You can see the text of my speech below, or watch my speech on Parliament Live here. Sadly, the Conservatives were able to secure enough votes for the Bill at this stage, but I will continue to oppose this Governmental power grab at future stages in Parliament.

‘I, too, will vote against the Bill this evening, and I bring to bear two aspects of my experience in this House on ​my assessment of the Bill as being profoundly undemocratic and something that this House should reject. In recent years, I have served on a number of Bill Committees, and every Bill has contained centralising measures that take powers away from Parliament, or from a range of agencies, and give them to the Secretary of State. This Government, like the one before, are profoundly centralising, and Parliament should be very worried about the measures in the Bill. I also had the great misfortune to serve on the Joint Committee on Statutory Instruments for five years, so I know how outrageous it is that the Government are using statutory instruments in the way they are in the Bill. The negative procedure, used a great deal in this legislation, is particularly inappropriate in terms of giving Parliament the oversight it needs over how we Brexit.

Not only does the Bill give far-reaching powers to Ministers without meaningful parliamentary scrutiny, but it allows for rights and protections to be reduced or removed through secondary legislation without any meaningful scrutiny; it fails to provide certainty that rights and protections will be enforced as effectively in the future; it provides no mechanism for ensuring that the UK does not lag behind the EU in workplace protections; and, crucially, it prevents the UK from implementing strong transitional arrangements on the same basic terms that we currently enjoy—arrangements that include remaining in the customs union and in the single market. I will say more about that in a moment or two.

From equality laws protecting women, minorities and disabled people from discrimination to workers’ rights and key health and safety provisions, the rights secured through British EU membership have greatly benefited everyone in our country. We should also not forget the proactive role of the European Court of Justice in improving workers’ rights in Europe, on matters ranging from decisions on equal pay for equal work to the pension rights of part-time workers. Equally, the EU’s environmental protections, based on the principles of prevention and precaution, such as the incredibly successful bathing water directive and the common water framework, have had an important positive influence on our environment. They need to be protected by this House and this Parliament, and not left to the whims of Ministers.

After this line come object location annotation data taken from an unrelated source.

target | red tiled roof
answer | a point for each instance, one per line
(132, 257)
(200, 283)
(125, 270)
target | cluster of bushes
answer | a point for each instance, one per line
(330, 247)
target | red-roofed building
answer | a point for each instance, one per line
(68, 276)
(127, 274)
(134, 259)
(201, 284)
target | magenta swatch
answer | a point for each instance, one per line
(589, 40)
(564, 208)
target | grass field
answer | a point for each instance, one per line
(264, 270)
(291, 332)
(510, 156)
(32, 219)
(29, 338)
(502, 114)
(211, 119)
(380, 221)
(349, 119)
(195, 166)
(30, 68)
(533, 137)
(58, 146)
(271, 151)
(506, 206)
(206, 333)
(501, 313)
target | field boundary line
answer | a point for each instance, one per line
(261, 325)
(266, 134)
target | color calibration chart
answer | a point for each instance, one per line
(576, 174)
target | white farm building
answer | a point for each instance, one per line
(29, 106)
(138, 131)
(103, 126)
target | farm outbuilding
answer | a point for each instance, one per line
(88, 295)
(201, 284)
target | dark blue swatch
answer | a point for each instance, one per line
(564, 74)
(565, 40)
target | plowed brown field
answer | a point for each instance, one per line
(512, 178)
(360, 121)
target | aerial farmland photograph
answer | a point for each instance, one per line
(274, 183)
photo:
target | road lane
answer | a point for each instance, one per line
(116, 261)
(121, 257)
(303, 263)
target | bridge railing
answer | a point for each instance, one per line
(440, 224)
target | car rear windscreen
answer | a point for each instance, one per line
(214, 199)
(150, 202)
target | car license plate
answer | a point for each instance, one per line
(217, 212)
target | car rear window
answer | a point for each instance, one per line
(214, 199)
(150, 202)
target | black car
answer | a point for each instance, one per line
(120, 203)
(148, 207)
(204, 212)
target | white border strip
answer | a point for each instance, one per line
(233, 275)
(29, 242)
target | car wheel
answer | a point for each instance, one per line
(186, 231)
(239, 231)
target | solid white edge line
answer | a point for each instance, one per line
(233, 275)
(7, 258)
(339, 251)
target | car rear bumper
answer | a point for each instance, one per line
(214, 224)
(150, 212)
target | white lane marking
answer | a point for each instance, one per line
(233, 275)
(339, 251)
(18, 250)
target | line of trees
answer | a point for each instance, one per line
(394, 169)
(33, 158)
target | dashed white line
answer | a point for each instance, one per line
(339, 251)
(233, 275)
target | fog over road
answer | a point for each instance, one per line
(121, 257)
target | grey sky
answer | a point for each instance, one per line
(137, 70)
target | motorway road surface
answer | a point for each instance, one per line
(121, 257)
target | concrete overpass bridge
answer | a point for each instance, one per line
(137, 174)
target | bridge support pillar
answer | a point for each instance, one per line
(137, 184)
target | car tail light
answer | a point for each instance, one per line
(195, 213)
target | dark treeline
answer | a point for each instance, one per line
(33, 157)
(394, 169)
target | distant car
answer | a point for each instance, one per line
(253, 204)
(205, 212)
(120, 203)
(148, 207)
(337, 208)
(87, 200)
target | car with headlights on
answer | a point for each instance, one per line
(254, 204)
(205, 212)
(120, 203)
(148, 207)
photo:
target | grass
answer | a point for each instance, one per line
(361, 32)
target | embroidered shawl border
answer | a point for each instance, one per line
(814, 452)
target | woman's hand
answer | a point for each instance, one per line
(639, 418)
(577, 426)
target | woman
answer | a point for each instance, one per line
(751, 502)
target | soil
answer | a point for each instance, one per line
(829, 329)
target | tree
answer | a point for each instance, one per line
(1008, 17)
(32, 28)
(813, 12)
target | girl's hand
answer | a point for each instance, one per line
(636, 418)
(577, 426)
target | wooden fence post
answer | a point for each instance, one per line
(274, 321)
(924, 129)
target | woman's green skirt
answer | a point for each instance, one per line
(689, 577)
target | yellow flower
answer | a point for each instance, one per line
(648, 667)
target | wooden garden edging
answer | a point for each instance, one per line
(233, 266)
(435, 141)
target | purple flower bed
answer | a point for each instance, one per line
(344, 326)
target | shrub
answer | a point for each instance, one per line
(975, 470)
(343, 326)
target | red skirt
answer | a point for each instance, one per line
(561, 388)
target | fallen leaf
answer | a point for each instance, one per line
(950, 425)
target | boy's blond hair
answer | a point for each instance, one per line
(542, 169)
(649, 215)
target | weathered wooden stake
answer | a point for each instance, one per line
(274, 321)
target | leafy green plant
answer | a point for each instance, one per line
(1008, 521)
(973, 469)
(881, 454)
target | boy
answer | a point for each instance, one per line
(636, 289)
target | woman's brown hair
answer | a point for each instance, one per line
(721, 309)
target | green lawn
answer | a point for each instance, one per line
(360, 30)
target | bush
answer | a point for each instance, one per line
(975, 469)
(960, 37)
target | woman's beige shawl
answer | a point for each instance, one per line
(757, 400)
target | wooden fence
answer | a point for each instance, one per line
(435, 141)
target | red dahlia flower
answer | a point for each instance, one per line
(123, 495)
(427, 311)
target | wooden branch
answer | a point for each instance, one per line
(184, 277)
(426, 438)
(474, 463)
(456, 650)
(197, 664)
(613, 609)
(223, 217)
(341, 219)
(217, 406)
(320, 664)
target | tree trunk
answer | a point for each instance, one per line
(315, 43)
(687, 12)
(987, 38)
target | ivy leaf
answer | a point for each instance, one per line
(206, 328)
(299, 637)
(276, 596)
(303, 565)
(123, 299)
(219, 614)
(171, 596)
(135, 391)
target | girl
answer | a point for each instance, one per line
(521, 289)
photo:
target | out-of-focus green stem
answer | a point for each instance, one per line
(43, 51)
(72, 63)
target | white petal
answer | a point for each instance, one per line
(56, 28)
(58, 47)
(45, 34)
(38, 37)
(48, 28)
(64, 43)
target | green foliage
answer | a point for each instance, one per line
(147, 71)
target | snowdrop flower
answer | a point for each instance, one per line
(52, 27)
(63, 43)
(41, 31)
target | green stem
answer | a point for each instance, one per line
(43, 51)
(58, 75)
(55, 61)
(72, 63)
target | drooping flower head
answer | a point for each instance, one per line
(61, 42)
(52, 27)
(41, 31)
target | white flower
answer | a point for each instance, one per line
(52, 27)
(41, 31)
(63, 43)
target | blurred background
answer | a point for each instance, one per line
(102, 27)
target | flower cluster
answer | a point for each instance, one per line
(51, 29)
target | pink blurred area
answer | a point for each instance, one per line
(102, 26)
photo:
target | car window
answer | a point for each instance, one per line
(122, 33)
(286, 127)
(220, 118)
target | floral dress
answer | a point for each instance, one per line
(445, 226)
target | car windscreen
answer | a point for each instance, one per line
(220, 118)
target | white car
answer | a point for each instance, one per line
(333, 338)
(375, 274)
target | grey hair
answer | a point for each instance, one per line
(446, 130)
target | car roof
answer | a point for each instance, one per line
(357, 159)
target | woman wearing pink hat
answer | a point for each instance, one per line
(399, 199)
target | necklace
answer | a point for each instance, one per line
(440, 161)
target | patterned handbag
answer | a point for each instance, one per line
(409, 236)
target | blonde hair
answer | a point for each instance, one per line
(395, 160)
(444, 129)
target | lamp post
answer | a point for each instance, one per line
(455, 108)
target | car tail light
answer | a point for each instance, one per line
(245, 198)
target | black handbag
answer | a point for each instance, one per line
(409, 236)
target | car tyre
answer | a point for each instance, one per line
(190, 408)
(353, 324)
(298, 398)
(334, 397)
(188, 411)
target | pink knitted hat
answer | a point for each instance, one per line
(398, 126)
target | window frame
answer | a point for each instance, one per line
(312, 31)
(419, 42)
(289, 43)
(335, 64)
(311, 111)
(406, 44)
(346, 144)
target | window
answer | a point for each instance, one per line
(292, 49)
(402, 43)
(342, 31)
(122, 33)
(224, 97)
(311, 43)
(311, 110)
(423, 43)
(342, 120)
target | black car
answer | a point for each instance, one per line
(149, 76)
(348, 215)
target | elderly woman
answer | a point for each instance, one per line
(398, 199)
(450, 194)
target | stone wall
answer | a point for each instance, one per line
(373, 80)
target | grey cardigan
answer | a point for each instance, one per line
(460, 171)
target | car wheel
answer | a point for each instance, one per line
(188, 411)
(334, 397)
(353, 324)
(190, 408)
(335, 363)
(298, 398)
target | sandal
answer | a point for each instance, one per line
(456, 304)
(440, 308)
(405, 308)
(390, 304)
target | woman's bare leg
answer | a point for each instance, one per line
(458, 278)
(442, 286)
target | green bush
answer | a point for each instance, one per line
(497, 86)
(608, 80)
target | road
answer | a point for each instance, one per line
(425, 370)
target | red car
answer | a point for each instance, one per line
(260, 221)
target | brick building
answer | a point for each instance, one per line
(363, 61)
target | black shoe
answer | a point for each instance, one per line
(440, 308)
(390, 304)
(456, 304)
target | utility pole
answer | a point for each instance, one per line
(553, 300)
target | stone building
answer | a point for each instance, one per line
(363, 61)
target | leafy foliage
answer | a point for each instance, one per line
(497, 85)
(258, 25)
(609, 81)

It is also important that this House is able to have a say on whether we adopt transitional arrangements and on what they are. That is particularly important in terms of the customs union and the single market, which are vital to my constituency in the north-east. Some 60% of our exports are sold to the EU, and the north-east is the only region in England to export more goods and services than it imports. Trade with the EU has delivered more than 100,000 jobs in the region—that is approximately 8.4% of the workforce. Research by the TUC has found that there are 2,500 workers from EU countries in health and adult social care in the north-east alone, so we have great concerns about what is going to happen to that workforce post-Brexit.

It is also crucial for us to maintain continuity on services sector trade, as half of north-east services exports are traded with the EU. It is therefore not surprising that two thirds of north-east businesses wish to see a transitional period lasting for three years or ​more, but this is not addressed in any way in the Bill. Sarah Glendinning, the CBI’s regional director in the north-east, has said:

“Europe remains the UK’s biggest export market by some distance, so it’s little wonder that businesses here in the North East see maintaining access to the market of our nearest neighbours as a priority.”

Perhaps Ministers would like to say something this evening about how they will address those concerns.

The north-east also receives more EU funding per capita than most other regions; we receive more than double the national average, through the EU structural and investment funds, the European social fund and the JEREMIE—Joint European Resources for Micro to Medium Enterprises—programme, to give just a few examples. I also want to hear from Ministers what they will do, through this Bill, to ensure that the money that the north-east gets from the EU will be maintained or increased. We are debating a really important matter for the north-east; Ministers must address the concerns they are hearing from Opposition Members and bring in proper measures that are truly democratic.’